WHERE LIGHT FALLS | BLACK & WHITE STREET PHOTOGRAPHY WORKSHOP
IN COLLABORATION WITH KIRAN NADER MUSEUM OF ARTS, NEW DELHI
10 – 12 April 2026 · KNMA Museum, Saket, New Delhi.
Where Light Falls was a three-day black and white photography workshop held at the Kiran Nadar Museum of Art, New Delhi, in collaboration with curators Neha Tickoo and Shruti Sarkar.
The workshop was built on a single premise: black and white is not a filter. It is a decision. Participants were invited to slow down — to stop taking photographs and start making them.
The three days moved from theory to practice to display.
Day one was an online session covering the language of B&W — how to read a scene in tones, how light structures an image, and how composition becomes louder when colour disappears.
Day two was a mentored outdoor walk at Jama Masjid, beginning at dawn.
Day three brought participants back to KNMA for an editing and group review session.
The workshop closed with a pop-up exhibition at KNMA from 14–20 April 2026.
By the end, participants had learned to read a scene in tones, use light with intention, compose with a reason, and edit with restraint. The camera, as the workshop insisted, doesn't make the image. The eye does. The mind does.
THE WORKSHOP Where Light Falls is a three-day street and documentary photography workshop built around black and white — not as a filter, but as a way of seeing. Stripped of colour, the image reveals what it is made of: light, shadow, texture, geometry, and human presence.
The workshop moves through three connected stages — understanding, making, and presenting — and ends with a real exhibition of participants' work, printed and mounted at KNMA.
WHY BLACK & WHITE
Colour tells you what something looks like. Black and white tells you what it feels like. In monochrome, tonal contrast, texture, and geometry move to the foreground — they become the image, not its background. From Cartier-Bresson to Raghu Rai, the greatest street photographers have returned to monochrome as a precise visual language: one that intensifies mood and lets the essential moment breathe.
THE THREE DAYS
Day 1 — Seeing in Black & White
Friday, 10 April 2026 · 5:00 PM – 7:00 PM · KNMA / Online
An evening theory session to shift how you look before you pick up the camera. Covers the visual grammar of monochrome — light, shadow, tonal range, contrast; composition strategies unique to B&W (geometry, silhouettes, leading lines, shadow as form); how to read a scene for narrative moments; an overview of street and documentary practice; and visual exercises to train the monochromatic eye. Closes with open Q&A.
Day 2 — The Street
Saturday, 11 April 2026 · 7:00 AM – 11:00 AM · Jama Masjid, Old Delhi
An immersive photowalk at one of Delhi's great photographic locations — chosen for its light, texture, architecture, and the ceaseless rhythm of daily life. Komal provides one-on-one guidance on seeing in monochrome, real-time framing and composition feedback, exposure technique for B&W, and how to anticipate scenes before they happen. Short group review breaks are built into the walk.
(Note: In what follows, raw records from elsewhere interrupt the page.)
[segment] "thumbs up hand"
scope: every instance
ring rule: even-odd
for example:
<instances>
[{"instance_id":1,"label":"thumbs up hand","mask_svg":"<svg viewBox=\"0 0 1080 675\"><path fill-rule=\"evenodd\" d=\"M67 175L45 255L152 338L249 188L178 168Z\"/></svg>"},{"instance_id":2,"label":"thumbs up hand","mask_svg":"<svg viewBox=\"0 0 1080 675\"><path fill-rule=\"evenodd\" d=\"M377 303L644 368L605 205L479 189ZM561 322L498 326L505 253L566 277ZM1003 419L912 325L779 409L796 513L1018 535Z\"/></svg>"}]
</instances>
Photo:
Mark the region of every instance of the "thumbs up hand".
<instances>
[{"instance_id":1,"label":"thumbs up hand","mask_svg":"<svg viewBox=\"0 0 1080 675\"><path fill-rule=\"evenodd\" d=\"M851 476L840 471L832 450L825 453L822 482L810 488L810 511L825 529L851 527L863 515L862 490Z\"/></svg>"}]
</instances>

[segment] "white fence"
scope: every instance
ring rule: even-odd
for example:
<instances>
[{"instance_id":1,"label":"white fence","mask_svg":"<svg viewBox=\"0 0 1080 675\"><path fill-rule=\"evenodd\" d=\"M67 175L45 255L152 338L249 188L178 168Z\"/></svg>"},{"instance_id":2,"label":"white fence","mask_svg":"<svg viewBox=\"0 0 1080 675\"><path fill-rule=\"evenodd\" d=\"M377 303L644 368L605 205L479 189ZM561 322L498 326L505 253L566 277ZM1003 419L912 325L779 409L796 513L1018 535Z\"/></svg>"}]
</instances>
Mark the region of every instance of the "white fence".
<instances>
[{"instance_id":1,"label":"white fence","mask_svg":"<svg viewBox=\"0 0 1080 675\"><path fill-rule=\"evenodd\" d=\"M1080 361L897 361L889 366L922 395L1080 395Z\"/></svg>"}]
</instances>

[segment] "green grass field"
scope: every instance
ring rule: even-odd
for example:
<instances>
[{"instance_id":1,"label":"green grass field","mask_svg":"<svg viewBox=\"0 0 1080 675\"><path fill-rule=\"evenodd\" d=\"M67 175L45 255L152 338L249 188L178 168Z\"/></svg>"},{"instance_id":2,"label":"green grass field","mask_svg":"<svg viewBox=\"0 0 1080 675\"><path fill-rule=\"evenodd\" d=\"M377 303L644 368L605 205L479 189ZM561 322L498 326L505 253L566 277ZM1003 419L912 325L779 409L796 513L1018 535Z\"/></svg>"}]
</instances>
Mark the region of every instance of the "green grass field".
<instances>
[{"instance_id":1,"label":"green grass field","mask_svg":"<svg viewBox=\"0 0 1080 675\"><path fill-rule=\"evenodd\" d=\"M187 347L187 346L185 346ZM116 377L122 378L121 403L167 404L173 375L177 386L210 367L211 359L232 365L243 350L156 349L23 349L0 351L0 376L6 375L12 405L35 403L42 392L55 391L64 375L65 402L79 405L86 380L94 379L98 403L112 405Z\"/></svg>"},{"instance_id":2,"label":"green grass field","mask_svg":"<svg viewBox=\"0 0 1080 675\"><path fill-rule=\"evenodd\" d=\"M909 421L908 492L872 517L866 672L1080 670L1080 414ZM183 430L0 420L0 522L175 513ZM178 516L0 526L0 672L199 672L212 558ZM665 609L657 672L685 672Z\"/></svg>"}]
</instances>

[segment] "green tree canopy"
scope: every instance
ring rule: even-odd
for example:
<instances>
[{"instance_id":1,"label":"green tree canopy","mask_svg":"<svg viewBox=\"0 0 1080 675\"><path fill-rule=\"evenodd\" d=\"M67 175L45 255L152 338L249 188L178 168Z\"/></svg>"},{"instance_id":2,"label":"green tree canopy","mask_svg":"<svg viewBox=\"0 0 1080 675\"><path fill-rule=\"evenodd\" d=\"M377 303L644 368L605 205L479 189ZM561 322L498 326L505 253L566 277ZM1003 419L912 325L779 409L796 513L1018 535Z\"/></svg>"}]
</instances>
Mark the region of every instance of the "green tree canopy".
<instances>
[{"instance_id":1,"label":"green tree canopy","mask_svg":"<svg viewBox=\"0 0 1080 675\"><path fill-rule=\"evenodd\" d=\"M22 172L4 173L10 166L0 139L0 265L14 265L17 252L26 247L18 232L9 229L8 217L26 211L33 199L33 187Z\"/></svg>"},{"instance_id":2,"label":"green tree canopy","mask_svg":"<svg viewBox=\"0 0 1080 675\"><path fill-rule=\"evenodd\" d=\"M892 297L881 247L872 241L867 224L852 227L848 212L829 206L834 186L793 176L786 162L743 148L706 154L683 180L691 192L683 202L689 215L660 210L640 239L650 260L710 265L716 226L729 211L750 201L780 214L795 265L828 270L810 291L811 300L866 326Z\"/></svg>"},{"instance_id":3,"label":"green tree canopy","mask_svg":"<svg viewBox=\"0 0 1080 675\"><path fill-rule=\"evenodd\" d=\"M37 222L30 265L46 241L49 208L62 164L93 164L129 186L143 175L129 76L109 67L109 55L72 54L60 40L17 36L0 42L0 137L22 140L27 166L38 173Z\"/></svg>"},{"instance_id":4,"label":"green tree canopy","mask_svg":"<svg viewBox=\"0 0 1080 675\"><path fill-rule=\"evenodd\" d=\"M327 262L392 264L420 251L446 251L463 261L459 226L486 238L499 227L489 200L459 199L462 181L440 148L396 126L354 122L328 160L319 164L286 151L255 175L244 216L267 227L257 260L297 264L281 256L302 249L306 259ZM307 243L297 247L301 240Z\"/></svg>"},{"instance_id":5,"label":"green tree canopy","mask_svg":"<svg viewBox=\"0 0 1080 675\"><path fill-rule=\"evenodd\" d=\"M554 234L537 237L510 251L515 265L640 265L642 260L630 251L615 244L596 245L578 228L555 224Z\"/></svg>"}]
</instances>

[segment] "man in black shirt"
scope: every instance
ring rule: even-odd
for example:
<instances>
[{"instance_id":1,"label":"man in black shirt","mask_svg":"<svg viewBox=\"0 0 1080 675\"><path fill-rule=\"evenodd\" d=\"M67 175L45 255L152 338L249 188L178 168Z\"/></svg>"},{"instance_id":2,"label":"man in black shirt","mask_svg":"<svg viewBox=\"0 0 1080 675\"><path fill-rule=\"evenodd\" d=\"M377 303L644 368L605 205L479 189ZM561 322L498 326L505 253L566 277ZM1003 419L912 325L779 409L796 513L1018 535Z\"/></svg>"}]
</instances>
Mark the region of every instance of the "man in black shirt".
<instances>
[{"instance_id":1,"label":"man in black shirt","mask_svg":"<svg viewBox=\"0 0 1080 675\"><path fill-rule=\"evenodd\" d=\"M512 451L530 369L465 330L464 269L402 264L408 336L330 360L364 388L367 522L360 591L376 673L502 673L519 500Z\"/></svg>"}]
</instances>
Assignment: Before the next morning, shortlist a maximum of 7 images for group review.
Day 3 — Editing, Curation & Exhibition
Sunday, 12 April 2026 · Morning – Evening · KNMA
Morning — Image Review & Editing Session
Each participant presents final images for reviews. Komal reviews and further shortlists 2-3 images per participant for the exhibition: discussing what is working, what tonal adjustments will strengthen it, and what the body of work begins to say. Hands-on editing for tonality, contrast, and mood.
Afternoon — Selection, print, curate the exhibition with KNMA
Working alongside KNMA's curatorial team to take the work off the screen and onto the wall — sequencing, printing, mounting, and exhibiting participants' photographs in the museum. For most participants, this will be the first time their work appears on the walls of KNMA, this is the workshop’s deepest offering.
WHO THIS WORKSHOP IS FOR Open to all levels — first-time street shooters and experienced photographers alike. No prior B&W experience required. You need only be curious about what remains when colour is removed.
Bring: A digital camera and a laptop with basic editing software.